Highlights & Insights

  • Paradigm-level "scalpel": Introducing Allen's interval algebra into TSF model analysis is an elegant interdisciplinary approach, a level above simply debating "whether attention is needed." This nomenclature can directly analyze any future TSF model and is a lasting contribution.
  • Physical explanation for "why shallow models win": The observation that LTSF-Linear ≈ linear time-delay dynamical system is profound, reconnecting deep learning empirical phenomena to 50 years of system identification theory.
  • Transferable engineering guidance: For any new TSF model design, ask two questions: (i) Is DYN complete and learnable? (ii) Is DYN at the end?

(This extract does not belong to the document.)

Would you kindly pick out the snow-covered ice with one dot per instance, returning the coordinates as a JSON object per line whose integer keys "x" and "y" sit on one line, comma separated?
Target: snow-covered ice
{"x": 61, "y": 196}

These two almost cost-free checks can improve design. Also insightful for multimodal/video forecasting and neural ODE work.

Limitations & Future Work

  • The nomenclature only covers family 1 (pattern-recognition models); foundation models (Chronos/Toto) and dynamics-based models (Koopa/Attraos) are left to the appendix and future work, so conclusions cannot be directly generalized.
  • Only linear DYN is studied; whether nonlinear dynamics (Koopman, Neural ODE, neural operators) exhibit similar position sensitivity remains unknown.
  • Evaluation metrics are limited to MSE/MAE; long-term distribution shift and probabilistic forecasting are not analyzed.
  • Future directions: extend the nomenclature to families 2/3, study which combination—"linear DYN + nonlinear PRO" or "nonlinear DYN + linear PRO"—is more robust; use PRO-DYN to design a new generation of lightweight TSF models, treating end-to-end DYN as an inductive bias.
  • vs Zeng et al. (2023) "Are Transformers Effective?": They attribute deep TSF model failures to the attention mechanism; this work shows the issue is not attention itself (PatchTST/iTransformer both use attention and perform well), but whether DYN is complete, learnable, and at the end.
  • vs Ke et al. (2025): That work only analyzes attention failures; this work provides a constructive approach—what DYN to add to improve attention models.
  • vs Koopa/Attraos (family 3): Those explicitly model dynamics (e.g., Koopman operators); this work does not require physical system identification, only the structural feature of "linear DYN block at the end," making it lighter and more general.
  • vs FITS/LTSF-Linear: LTSF-Linear is used directly as DYN; this work upgrades it to "every PRE-DYN model should have such a layer at the end," generalizing a single baseline into a design principle.

Rating

  • Novelty: ⭐⭐⭐⭐ Uses Allen's interval algebra + LTSF-Linear as a relaxed dynamical system perspective, providing a new scalpel for the field.
  • Experimental Thoroughness: ⭐⭐⭐⭐ 16 model classification + 7 model modifications + 25 datasets × 4 horizons × multiple statistical tests, high coverage; lacks nonlinear DYN and family 2/3 extension experiments.
  • Writing Quality: ⭐⭐⭐⭐ Clear concepts, rich visualizations, exemplary logic chain of definition–observation–hypothesis–validation.
  • Value: ⭐⭐⭐⭐ Provides a "model anatomy" language for the field; future TSF model designers will benefit.